House prices edged higher in November, according to the latest figures from Nationwide Building Society.

 

Modest Monthly Growth

The typical UK home increased in value by £772, or 0.3%, rising from £272,226 in October to £272,998 in November. This represents a small acceleration from the 0.2% growth recorded between September and October, despite talk of tax rises in the recent Budget causing some buyers to postpone decisions.

 

Annual Price Comparison

Compared with the same period last year, house prices are 1.8% higher. This is slightly below the 2.4% annual increase recorded in October, reflecting a period of more cautious buyer sentiment.

 

Impact of the Budget

The rise comes shortly after Chancellor Rachel Reeves unveiled her autumn Budget, which introduced a series of new taxes affecting landlords and owners of high-value properties.

 

Higher Taxes for Landlords

From April 2027, rental income will be taxed at higher rates. Basic rate taxpayers will face a 22% rate, while higher-rate taxpayers will pay 42%, representing a 2 percentage point increase above standard income tax levels.

 

Dividend Tax Increase

Landlords holding properties through limited companies will also be affected, as the Chancellor announced a 2 percentage point increase on dividend income, further impacting rental investors.

 

Mansion Tax for High-Value Homes

The Budget also included a new council tax surcharge for homes valued above £2 million, effectively a form of “mansion tax.” The charge is expected to start in 2028, with annual payments beginning at £2,500 and rising for more expensive properties.

 

Potential Impact on Market Activity

These changes could influence future housing prices if some landlords decide to sell their properties to mitigate tax exposure. However, analysts note that the immediate effect on overall market prices is likely to be modest.

 

Views from Property Experts

Jonathan Hopper, CEO of Garrington Property Finders, highlighted that while the Budget avoided the most severe tax hikes previously speculated, the rise in rental income tax could prompt small landlords to sell. This could increase the number of properties on the market in some areas, potentially placing downward pressure on prices.

 

Renewed Buyer Interest

Despite potential downward pressures, Hopper believes market activity could pick up as buyers who paused purchases ahead of the Budget return. He added that expected cuts to Bank of England interest rates could make mortgages more affordable, encouraging a stronger start to 2026.

 

Broader Fiscal Measures

Tom Bill, head of UK residential research at Knight Frank, noted that other Budget measures, such as the freezing of income tax thresholds, may help keep price growth in check. Property-specific taxes are unlikely to have a major short-term effect, but wider fiscal pressures could influence the market over time.

 

Nationwide’s Perspective

Robert Gardner, chief economist at Nationwide, said the Budget’s property tax changes are unlikely to cause significant disruption. He noted that the high-value council tax surcharge, starting in 2028, will affect fewer than 1% of properties in England and around 3% in London.

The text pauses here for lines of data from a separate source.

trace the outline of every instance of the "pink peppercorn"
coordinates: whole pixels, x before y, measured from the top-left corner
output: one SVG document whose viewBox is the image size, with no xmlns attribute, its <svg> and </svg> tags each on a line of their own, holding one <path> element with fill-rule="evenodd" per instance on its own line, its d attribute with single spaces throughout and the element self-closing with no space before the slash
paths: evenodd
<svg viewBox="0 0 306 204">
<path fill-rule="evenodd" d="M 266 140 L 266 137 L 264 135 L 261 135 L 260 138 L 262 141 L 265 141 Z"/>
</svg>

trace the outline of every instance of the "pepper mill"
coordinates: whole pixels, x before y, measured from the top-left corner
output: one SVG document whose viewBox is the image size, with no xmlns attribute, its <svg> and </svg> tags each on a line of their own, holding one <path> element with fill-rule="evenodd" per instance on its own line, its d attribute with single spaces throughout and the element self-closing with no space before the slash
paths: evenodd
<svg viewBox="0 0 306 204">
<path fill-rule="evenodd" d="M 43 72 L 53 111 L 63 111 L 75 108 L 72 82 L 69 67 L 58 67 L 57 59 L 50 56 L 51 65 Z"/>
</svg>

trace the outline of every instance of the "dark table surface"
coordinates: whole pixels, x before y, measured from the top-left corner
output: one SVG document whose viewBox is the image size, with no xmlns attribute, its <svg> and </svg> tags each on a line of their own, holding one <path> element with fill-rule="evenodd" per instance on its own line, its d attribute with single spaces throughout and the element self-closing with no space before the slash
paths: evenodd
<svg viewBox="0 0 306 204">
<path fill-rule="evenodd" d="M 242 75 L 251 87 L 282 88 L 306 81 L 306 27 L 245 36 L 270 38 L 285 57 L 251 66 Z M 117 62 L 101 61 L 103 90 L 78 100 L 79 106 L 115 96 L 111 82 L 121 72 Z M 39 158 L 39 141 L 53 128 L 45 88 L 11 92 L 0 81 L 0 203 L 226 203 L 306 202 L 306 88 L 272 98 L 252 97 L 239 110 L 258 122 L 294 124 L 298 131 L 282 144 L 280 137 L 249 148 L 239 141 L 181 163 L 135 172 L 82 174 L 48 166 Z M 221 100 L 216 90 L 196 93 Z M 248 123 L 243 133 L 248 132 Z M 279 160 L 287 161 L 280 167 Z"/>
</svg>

Outlook for Housing Affordability

Looking ahead, Gardner expects housing affordability to improve slightly if wage growth continues to outpace house price increases. He also mentioned that borrowing costs may ease if the Bank of England reduces interest rates further, providing additional support for buyers.

 

Market Resilience

Overall, while the Budget introduces new taxes for landlords and owners of high-value homes, analysts suggest the broader housing market is likely to remain resilient. Price growth is expected to remain modest, with potential increases in market activity as interest rates adjust and buyers return to the market.

 

Summary

In summary, house prices rose modestly in November despite ongoing uncertainty from the Budget. While new taxes may influence landlord behaviour and affect certain areas, the combination of slightly lower borrowing costs and returning buyer interest could keep the housing market relatively stable heading into 2026.